Ukraine also opened up its networks to international partners in real-time, allowing them to identify threats and assist Ukraine more quickly.
National Security Agency Cybersecurity Director Rob Joyce told The Washington Times recently that his agency leveraged a “power collaboration” with cybersecurity and information technology service providers to identify and eradicate malicious cyberoperations with a large impact in Ukraine. Such partnerships sprang up in the aftermath of devastating breaches across the U.S. in 2021, when cybercriminal gangs deployed ransomware against computer networks to extort payments from victims.
Private sector outreach was central.
“Ukraine reached out to the private sector and moved incredibly fast to work hand-in-hand with it,” Mr. Middleton said, referencing U.S. tech companies such as Microsoft, Google and Starlink. “They were critical in helping Ukraine adjust. … They shared intelligence with Ukraine, patched problems and neutralized attacks.”
This strategy was enabled by Ukrainians working for overseas IT firms.
“What we saw in the early days of the response was private-sector companies being drawn in, using Ukrainian employees in the EU, the UK and the U.S.,” said Mr. Middleton. Those employees “drove companies to engage, and provided insights into Ukrainian systems.”
Google said last week that it saw cyberattackers on the digital battlefield in Ukraine that the NSA had warned about hitting U.S. infrastructure in 2021.
The search engine giant disclosed the links in a report entitled “Fog of War,” which said the Ukrainian government is under “near-constant digital attack” from hackers overseen by the GRU, the Russian military intelligence service.
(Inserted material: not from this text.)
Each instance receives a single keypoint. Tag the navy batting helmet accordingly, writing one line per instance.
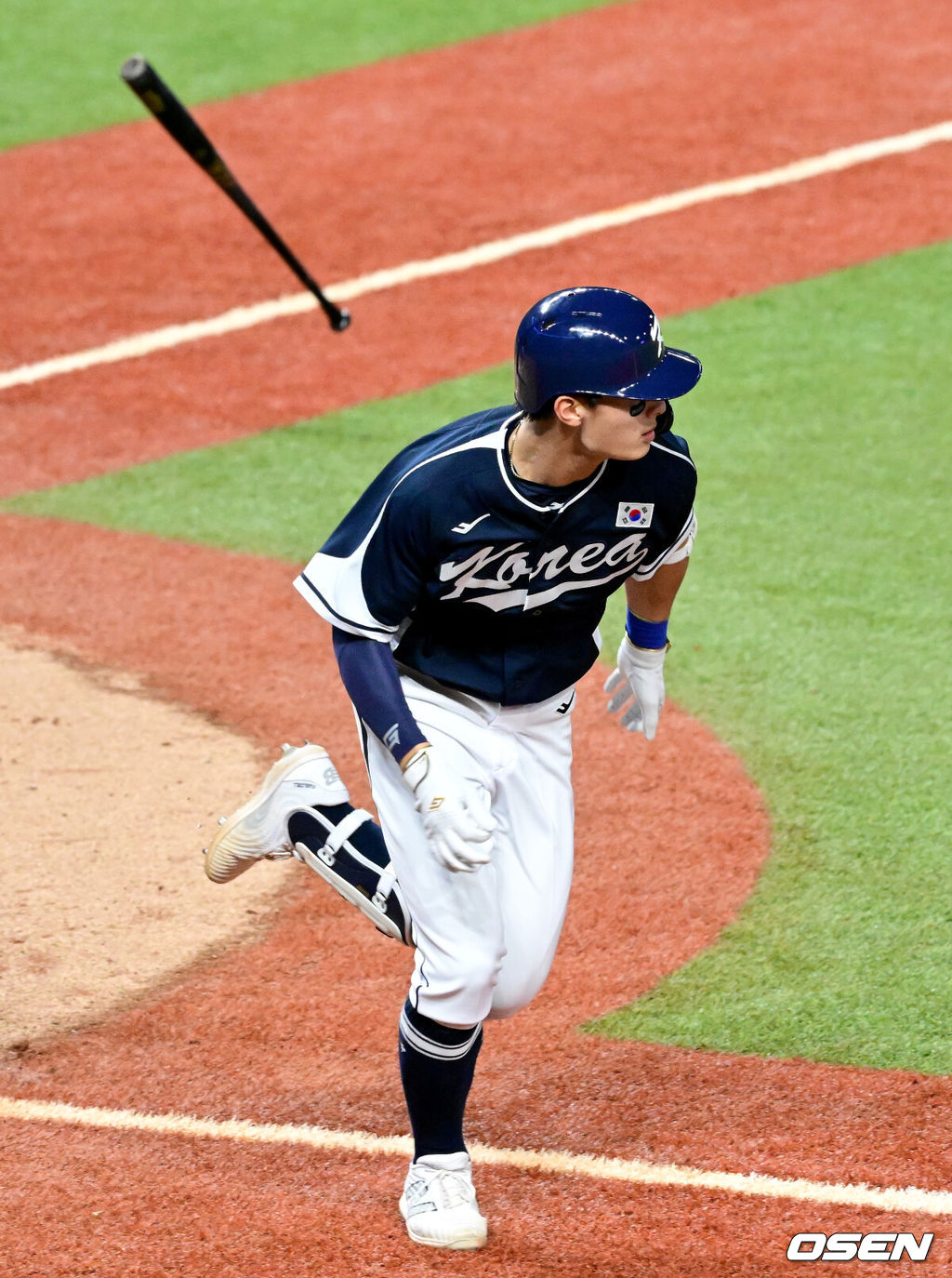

“We’ve observed a notable uptick in the intensity and frequency of Russian cyber operations designed to maximize access to victim networks, systems and data to achieve multiple strategic objectives,” the report said. “For example, GRU-sponsored actors have used their access to steal sensitive information and release it to the public to further a narrative, or use that same access to conduct destructive cyberattacks or information operations campaigns.”
Pre-invasion Ukraine was a key IT outsourcing destination for EU companies. Post-invasion, a deep talent pool of IT-savvy, English-speaking volunteers was at Kyiv’s disposal.
Android apps guide artillery on the battlefield, while PR campaigns enlist global sympathies and support on social media. These private-public partnerships provide key learning for future combatants.
It ain’t over ‘til…
Russia, analysts at the conference warned, should not be counted out.
“A number of commentators have said we have not seen ‘Cybergeddon’ in Ukraine,” said Mr. Middleton. “But we are seeing cyberspace fiercely targeted and contested on a daily basis, with the Russians launching attacks against Ukraine’s communications and critical national infrastructure.”
The NATO country source noted that Moscow’s forces are now jamming Ukrainian signals, while effectively synchronizing human and electronic intelligence.
Indeed, Soviet and Russian armies have a history of suffering early-stage humiliations, integrating hard-won learnings, then ending conflicts with final victories, from the ultimate victory of the Nazis in World War II to the string of Chechen wars on Russian soil in the 1990s and 2000s.
“Don’t underestimate the GRU and the FSB,” the source said, referring to Russia’s military intelligence directorate and its state security bureau. “They are highly capable.”
— Staff writer Ryan Lovelace contributed to this report.